Jaymie Kolose
- Born: 6 July 2001 (age 25)

Rugby union career
- Position: Winger

Provincial / State sides
- Years: Team / Apps / (Points)
- 2022–: Counties Manukau / 24 / (75)

Super Rugby
- Years: Team / Apps / (Points)
- 2023–: Blues / 20 / (60)

International career
- Years: Team / Apps / (Points)
- 2025: Black Ferns XV / 2 / (5)

National sevens team
- Years: Team /  / Comps
- 2025–: New Zealand 7s

= Jaymie Kolose =

NZ international rugby sevens player

Jaymie Kolose (born 6 July 2001) is a New Zealand rugby union player who plays as a winger for Blues Women and the New Zealand women's national rugby sevens team.

==Career==
Kolose played for Counties Manukau.
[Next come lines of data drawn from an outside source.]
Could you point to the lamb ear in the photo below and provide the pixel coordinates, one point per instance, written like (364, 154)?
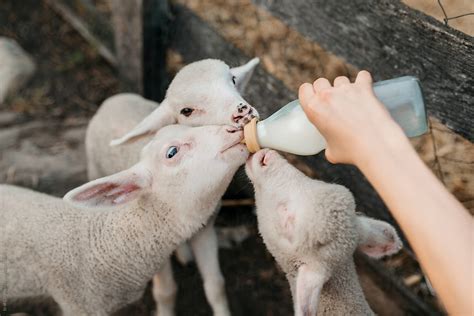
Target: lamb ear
(244, 73)
(377, 238)
(309, 284)
(111, 191)
(160, 117)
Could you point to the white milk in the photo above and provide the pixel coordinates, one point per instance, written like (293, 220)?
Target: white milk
(290, 130)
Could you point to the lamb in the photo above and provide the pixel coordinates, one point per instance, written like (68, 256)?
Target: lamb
(94, 261)
(202, 93)
(312, 230)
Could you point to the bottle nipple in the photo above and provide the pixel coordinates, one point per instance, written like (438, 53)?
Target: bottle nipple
(250, 136)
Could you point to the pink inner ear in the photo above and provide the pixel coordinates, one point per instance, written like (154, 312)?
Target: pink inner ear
(113, 191)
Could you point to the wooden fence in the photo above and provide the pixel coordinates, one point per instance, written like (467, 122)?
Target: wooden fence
(380, 35)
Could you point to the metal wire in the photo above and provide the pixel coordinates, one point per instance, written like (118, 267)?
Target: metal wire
(446, 18)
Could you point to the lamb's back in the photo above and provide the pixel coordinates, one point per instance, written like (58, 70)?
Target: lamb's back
(36, 229)
(116, 116)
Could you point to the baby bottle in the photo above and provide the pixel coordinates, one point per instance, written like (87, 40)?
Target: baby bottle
(289, 129)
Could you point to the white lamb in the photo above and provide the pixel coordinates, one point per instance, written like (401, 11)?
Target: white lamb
(202, 93)
(312, 230)
(94, 262)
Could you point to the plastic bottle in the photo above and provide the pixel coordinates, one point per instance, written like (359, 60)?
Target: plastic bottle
(290, 130)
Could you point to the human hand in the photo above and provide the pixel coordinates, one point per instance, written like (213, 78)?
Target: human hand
(349, 116)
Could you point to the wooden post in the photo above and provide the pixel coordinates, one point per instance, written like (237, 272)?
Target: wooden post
(390, 39)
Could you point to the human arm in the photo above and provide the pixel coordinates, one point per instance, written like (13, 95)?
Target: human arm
(359, 130)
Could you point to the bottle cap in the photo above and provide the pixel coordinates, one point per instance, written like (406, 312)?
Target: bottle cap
(250, 136)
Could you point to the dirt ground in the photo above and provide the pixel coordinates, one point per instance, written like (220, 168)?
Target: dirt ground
(72, 81)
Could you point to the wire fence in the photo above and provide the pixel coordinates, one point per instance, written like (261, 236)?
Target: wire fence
(446, 19)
Having scored five tries in her debut season in 2023, she was also part of the Blues Women side that won the 2025 Super Rugby Aupiki, playing in 20 of the Blues' 23 games, scoring a dozen tries. In July 2025, she was called-up to train with the senior New Zealand women's national rugby union team.

After making her debut for the New Zealand Sevens in 2025, she was part of winning teams at the 2026 Singapore Sevens and 2026 Australia Sevens in the 2025-26 SVNS series. On 8 March 2026, she was a try scorer in the final of the 2026 Canada Sevens as New Zealand defeated Australia 24-17.